Bert Yancey’s slide into an increasingly troubling mental state continued through the 1975 PGA Tour season. That trend resulted in another public breakdown at the end of summer. Leaving the tour event in Westchester, New York he again had a breakdown at LaGuardia Airport. Yancey began shouting at passengers and attempting to make the travelers coming through the terminal divide into corners of the room based on race. He was restrained and again hospitalized.
Unlike during his stay in Valley Forge or after his episode in Tokyo, Yancey was finally the recipient of a proper diagnosis. Doctors declared Yancey to be a Manic Depressive. The chemical imbalance in his brain triggered bouts of severe depression in which the brain created an even more severe response of fits, mood swings, and delusions. Fortunately for Yancey, doctors had a way to treat the illness. Yancey was subscribed lithium as a way to manage his manic depression. Lithium supressed the illness for Bert Yancey, but it also had a career ending side effect. The lithium produced tremors in Yancey’s hands. A death sentence for a golf swing.
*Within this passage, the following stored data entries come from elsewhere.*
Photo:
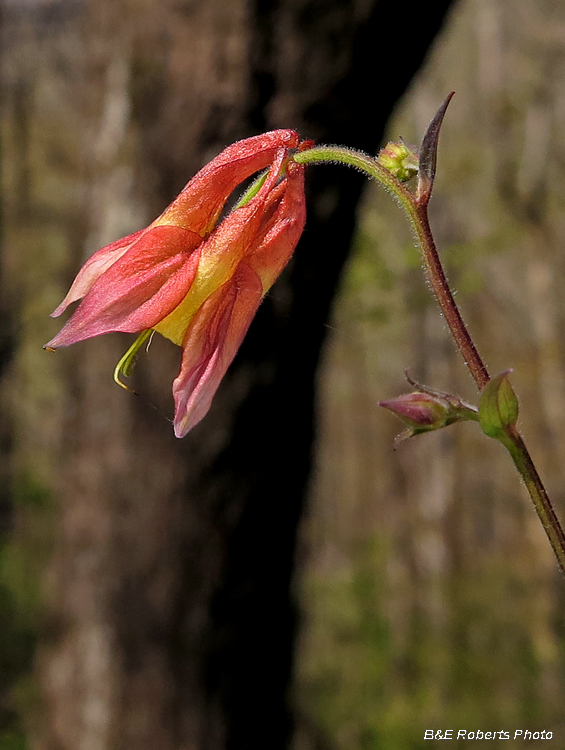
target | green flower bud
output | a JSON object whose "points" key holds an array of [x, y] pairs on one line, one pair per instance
{"points": [[498, 408], [400, 159]]}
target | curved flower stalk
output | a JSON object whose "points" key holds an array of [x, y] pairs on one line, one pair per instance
{"points": [[199, 283], [194, 280]]}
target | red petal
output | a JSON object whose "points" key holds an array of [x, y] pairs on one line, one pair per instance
{"points": [[279, 234], [94, 267], [201, 201], [211, 343], [138, 290]]}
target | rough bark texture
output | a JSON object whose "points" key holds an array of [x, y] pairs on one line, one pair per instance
{"points": [[170, 622]]}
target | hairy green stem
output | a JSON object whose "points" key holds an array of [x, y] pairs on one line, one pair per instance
{"points": [[526, 467], [416, 207]]}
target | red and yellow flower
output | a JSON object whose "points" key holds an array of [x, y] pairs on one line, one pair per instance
{"points": [[194, 280]]}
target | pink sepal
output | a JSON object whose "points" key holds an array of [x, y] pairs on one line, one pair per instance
{"points": [[210, 344], [94, 267], [139, 289]]}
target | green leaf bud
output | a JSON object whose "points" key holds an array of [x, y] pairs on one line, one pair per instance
{"points": [[498, 408]]}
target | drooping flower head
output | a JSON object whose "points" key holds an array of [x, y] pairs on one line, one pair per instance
{"points": [[194, 280]]}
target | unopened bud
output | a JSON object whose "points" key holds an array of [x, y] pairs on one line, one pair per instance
{"points": [[424, 411], [400, 159], [498, 408]]}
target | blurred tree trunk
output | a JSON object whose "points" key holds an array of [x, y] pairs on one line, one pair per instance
{"points": [[169, 619]]}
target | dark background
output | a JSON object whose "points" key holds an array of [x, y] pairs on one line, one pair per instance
{"points": [[149, 585]]}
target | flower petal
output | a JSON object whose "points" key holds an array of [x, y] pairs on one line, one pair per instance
{"points": [[281, 231], [200, 203], [211, 343], [94, 267], [139, 289], [221, 253]]}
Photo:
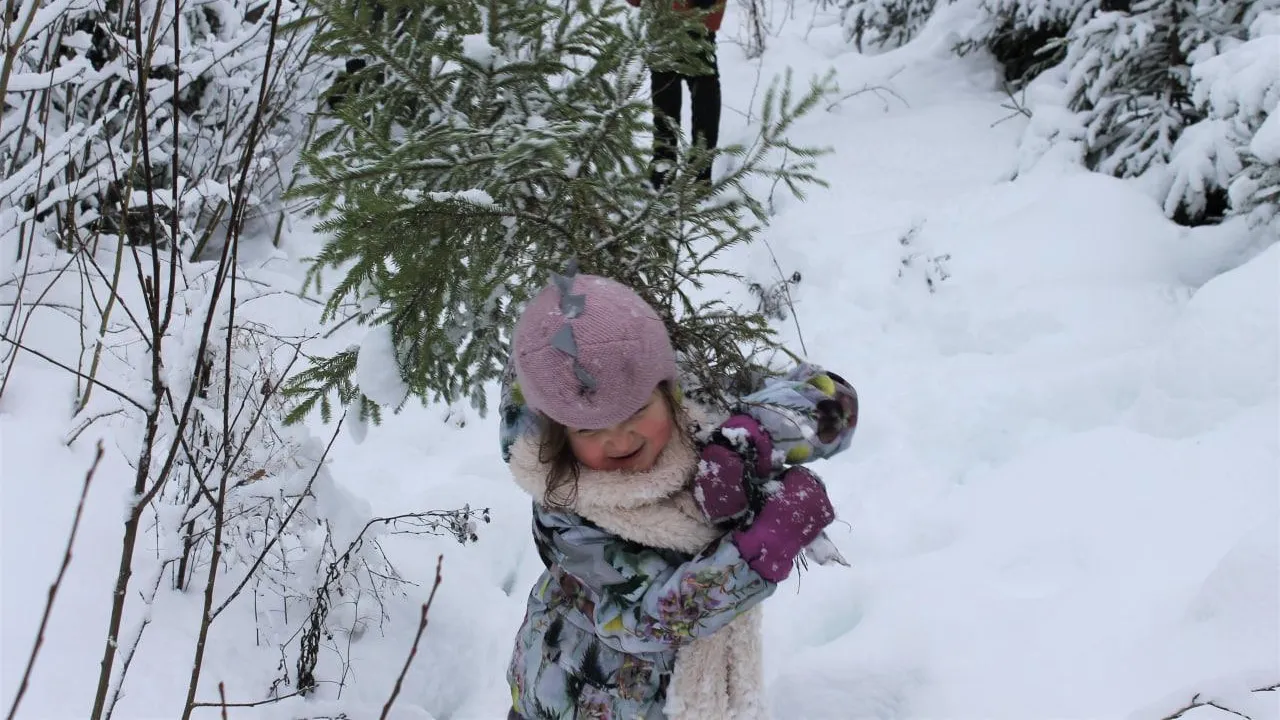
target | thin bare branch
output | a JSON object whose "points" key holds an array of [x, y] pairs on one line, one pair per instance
{"points": [[412, 651], [58, 582], [77, 373]]}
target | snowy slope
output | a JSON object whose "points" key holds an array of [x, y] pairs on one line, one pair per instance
{"points": [[1061, 500]]}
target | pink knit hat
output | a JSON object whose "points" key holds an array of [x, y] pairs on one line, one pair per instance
{"points": [[590, 351]]}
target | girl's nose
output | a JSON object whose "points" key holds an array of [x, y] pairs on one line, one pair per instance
{"points": [[621, 443]]}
Bert Yancey never achieved his dream of slipping into a green jacket. He was one of the best players in the world for a few years, but like so many people who have battled mental illness he could not overcome it without sacrificing other aspects of his life.
Bert Yancey became a club professional again and later in life made an attempt to play on the PGA Tour Champions. In 1994 While at a Champions tour event in Utah, Yancey had a heart attack and did not survive. Bert Yancey was only 56 years old when he passed away.
Soon after his death, a junior golf tournament was named for Yancey in his hometown of Tallahassee, Florida. I was fortunate enough to win that tournament once and because I did I became fortunate enough to spend some time studying Bert Yancey and the golfing life that he lived.
Bert Yancey was a brilliant golfer with a smooth swing that nearly won multiple major championships. Instead of becoming a treasured name in the World Golf Hall of Fame he has mostly been forgotten except by those who knew him and students of Masters history.
Bert Yancey deserves to be celebrated and remembered for all of the aspects of who he was. What he was able to accomplish as a professional golfer while battling a life long severe mental illness is remarkable. Yancey literally spent time in jail cells and straightjackets because of his challenges, but for a brief window of time he nearly slipped into a green jacket as the Masters Champion. It hurt Bert Yancey to come so close to achieving his Augusta dreams, but it hurts golf much more to have lost such a great and resilient champion before his full potential could be realized.
There are many players who have had near misses at Augusta National and the Masters. There are certainly many whose names are remembered better than Bert Yancey. On occasion though, the story of Bert Yancey and his close calls will be whispered through the pines of Augusta when someone remembers his clay model greens and his green jacket dreams. Like the echoes of a Sunday charge at the Masters, I believe that his story is worth a listen.